Over the years, it has morphed into much more. Dreams of Lois now offers outreach activities for girls and boys, including holiday socials, toy drives, pajama parties and other events with Children’s Healthcare of Atlanta. And Ivory’s daughters are part of the driving force making that happen.

“They treat it like a Fortune 500 company. They promote it, they talk about it as if everyone in the world should know about it. They tell me what I should put on social media,” Ivory says. And they are honing tangible life skills.

“My mom always gives us a budget so we can stay on budget,” states Chasity.  “It’s teaching us how to be responsible. When we get older, we’re going to have to know how to stay on budget and pay our bills. If you only get this amount of money, you have to spend it wisely.”

Charity echoes similar lessons.

“We have prep time and time we have to set up the events,” she notes. “Organization is a big part of it. We have to make sure that everything is set up and make sure that it’s not a big mess and things are out of order. It helps us stay on track.”

Ivory sees the big picture as she instructs her girls.

“My ultimate goal for Chasity and Charity is to take this organization to the next level. I want them to run this company like many non-profits are run. After they graduate college they are running Dreams of Lois like executives.” She continues, “It may be Chasity and Charity that take this to a global level.”

According to successfulstudent.org, lessons like handling money, time management and critical thinking are not generally part of a school curriculum. As a result, kids are missing critical components of vital skill sets when they graduate, and ultimately enter the work force. Even the art of face-to-face conversation – not buoyed by electronics – as well as finding a job, may not be integrated into school lessons. Offering your children unique and innovative learning opportunities outside of school can enhance these skills.

What are some real-life applications you can use to drive these points home to your children? Volunteering offers huge opportunities for learning and growth. Participants have to learn to be on time, follow instructions, and ensure the end result is successfully achieved. Let your kids work with you in the family business. Whether you run a store, manufacture products, or provide a service, the kids can help. Something as simple as counting inventory, stamping flyers or sealing envelopes can provide them with real responsibilities. A sense of achievement can be derived from having them organize an outing. Headed to the zoo? Let your child figure out what time you need to leave, what you need to bring, and create a budget for tickets and snacks.

Of course, the kids won’t know what to do in the beginning. Start them slow, teaching them not just what to do, but why.

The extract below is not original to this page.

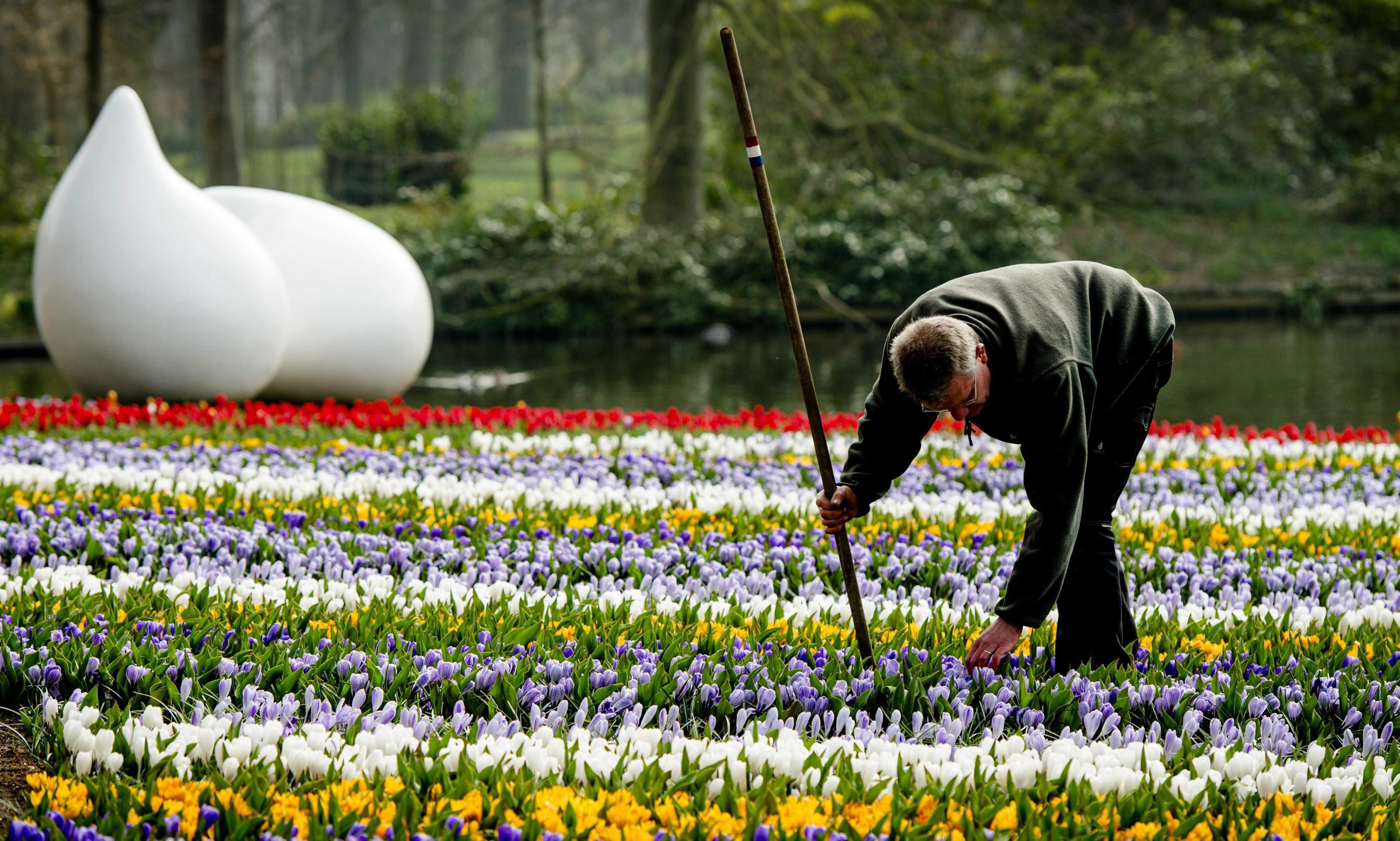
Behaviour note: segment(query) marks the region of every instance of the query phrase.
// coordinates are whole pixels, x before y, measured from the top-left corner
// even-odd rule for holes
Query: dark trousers
[[[1079,533],[1060,588],[1054,665],[1064,673],[1085,665],[1131,663],[1137,623],[1113,540],[1113,509],[1147,439],[1156,395],[1172,376],[1172,336],[1152,355],[1119,406],[1095,418],[1084,477]]]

“When we first started, they were just big helpers. They mimicked everything I did. Now they have more of a part. Really, I’ve given it to them,” Ivory notes.

Internships, summer jobs and entrepreneurial summer camps also offer valuable learning. Even something as simple as paying the kids for tasks around the house, then letting them figure out how to spend that money, is a valuable lesson in finances. Experiences that encourage kids to put life skills into practice offer them a huge advantage. What’s more, it can nurture intangible, and no less important, character.

“My foundation is teaching my girls you must leave something behind. Giving and serving – that is our goal,” Ivory states.

And she offers words of advice to parents looking to open up the world to their children through positive exposure experiences.

“If they have a great idea, I’m going to run with it. Have an open communication and let their creativity flow. Don’t ever try to dumb their creativity down.”